L’occasione è di nuovo legata al cognato studente, che ha lasciato Atene e si è trasferito ad Alessandria. Falco e la sua famiglia, moglie incinta, figliolette e figlia adottiva, decidono di approfittare dell’occasione per un viaggio in Egitto a vedere il Faro e le piramidi (di passaggio anche i resti del colosso di Rodi, per allargare il numero delle meraviglie del mondo visitate); Falco ha anche una sorta di incarico ufficiale da Vespasiano, di cui si parla continuamente ma la cui effettiva esistenza e consistenza risulta solo molto tardi. Ad Alessandria sono ospitati dal losco zio Fulvius (già protagonista di Scandal Takes a Holiday) che vive di oscuri traffici col compagno Cassius e lo stesso padre di Falco (scritto e pronunciato localmente Phalco: una chicca).

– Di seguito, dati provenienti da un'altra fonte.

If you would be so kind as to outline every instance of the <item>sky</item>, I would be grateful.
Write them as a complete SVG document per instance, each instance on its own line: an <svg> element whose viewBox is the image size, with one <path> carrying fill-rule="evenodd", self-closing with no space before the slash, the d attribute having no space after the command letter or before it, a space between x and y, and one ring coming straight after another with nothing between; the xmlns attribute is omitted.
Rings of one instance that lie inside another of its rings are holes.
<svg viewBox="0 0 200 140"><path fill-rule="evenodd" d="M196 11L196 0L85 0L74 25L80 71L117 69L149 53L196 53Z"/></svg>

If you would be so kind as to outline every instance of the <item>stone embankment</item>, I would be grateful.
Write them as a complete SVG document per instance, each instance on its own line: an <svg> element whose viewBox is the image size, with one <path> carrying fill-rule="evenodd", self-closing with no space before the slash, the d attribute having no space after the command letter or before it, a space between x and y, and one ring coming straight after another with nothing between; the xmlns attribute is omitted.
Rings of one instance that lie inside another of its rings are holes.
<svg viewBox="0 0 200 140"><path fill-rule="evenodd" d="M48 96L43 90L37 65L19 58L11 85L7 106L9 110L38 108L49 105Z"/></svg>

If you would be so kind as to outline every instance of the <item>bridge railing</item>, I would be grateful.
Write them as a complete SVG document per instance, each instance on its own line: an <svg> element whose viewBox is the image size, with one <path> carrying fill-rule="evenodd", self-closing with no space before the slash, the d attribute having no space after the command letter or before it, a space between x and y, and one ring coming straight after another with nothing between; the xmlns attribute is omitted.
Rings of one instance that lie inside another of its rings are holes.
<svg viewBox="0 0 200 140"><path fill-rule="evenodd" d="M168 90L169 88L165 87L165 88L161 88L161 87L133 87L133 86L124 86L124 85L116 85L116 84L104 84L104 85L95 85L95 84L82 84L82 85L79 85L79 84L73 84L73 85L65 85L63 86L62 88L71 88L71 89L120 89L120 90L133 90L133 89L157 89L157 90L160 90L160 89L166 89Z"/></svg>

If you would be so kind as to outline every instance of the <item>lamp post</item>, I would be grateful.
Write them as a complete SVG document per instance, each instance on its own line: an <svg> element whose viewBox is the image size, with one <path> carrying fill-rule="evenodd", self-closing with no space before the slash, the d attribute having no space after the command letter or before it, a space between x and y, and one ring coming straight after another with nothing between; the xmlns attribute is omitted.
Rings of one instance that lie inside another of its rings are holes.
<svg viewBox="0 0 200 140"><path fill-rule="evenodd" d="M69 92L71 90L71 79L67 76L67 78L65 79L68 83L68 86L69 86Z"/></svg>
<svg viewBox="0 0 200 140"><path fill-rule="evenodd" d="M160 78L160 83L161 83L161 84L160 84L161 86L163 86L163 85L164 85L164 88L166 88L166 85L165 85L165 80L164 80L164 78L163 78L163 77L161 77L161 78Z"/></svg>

Subito avviene un coinvolgimento col personale della Biblioteca, del Museion e della Biblioteca secondaria del Serapeion: prima una morte col topos della camera chiusa, poi altre due morti, una forse naturale l’altra forse accidentale. Falco è incaricato dal Prefetto di indagare e trova due piste: la successione alla carica di Direttore e la sparizione di una parte del patrimonio di testi. Sviluppo avventuroso (anche troppo, visto che comprende l’assalto di un coccodrillo), buoni colpi di scena, personaggi vecchi e nuovi ben delineati; il contesto culturale ha ampio spazio, ma non pesante o pedante: ho apprezzato come l’autrice snobba la visita alle piramidi, un passaggio obbligato delle agenzie turistiche. Interessante, per una parte della detection, l’intervento di Erone d’Alessandria, perché si ha una contaminazione fra il detective inventato in contesto storico e il personaggio storico che funge da detective, in questo caso ben inserito nell’ambientazione: dato che la collocazione cronologica di Erone è molto vaga, può essere accettata la sua esistenza in quest’epoca. Alcune obiezioni: qualche lungaggine quando Falco lamenta la scelta del suo mestiere e i trascorsi della famiglia d’origine e qualche nota di colore di troppo (ma sembrano entrambe dovute all’intento di protrarre la suspense); sconcertante l’indicazione di Callimaco come direttore della Biblioteca (è fin troppo risaputo che non lo è stato!). Inoltre il cognato di Falco, che è figlio di un senatore, dovrebbe conoscere Plinio come uomo politico, amico personale di Vespasiano e (all’epoca o appena più tardi) comandante della flotta al capo Miseno, mentre, trovandone il nome nel carteggio di un frequentatore della Biblioteca, ne parla come di un vecchio studioso sconosciuto.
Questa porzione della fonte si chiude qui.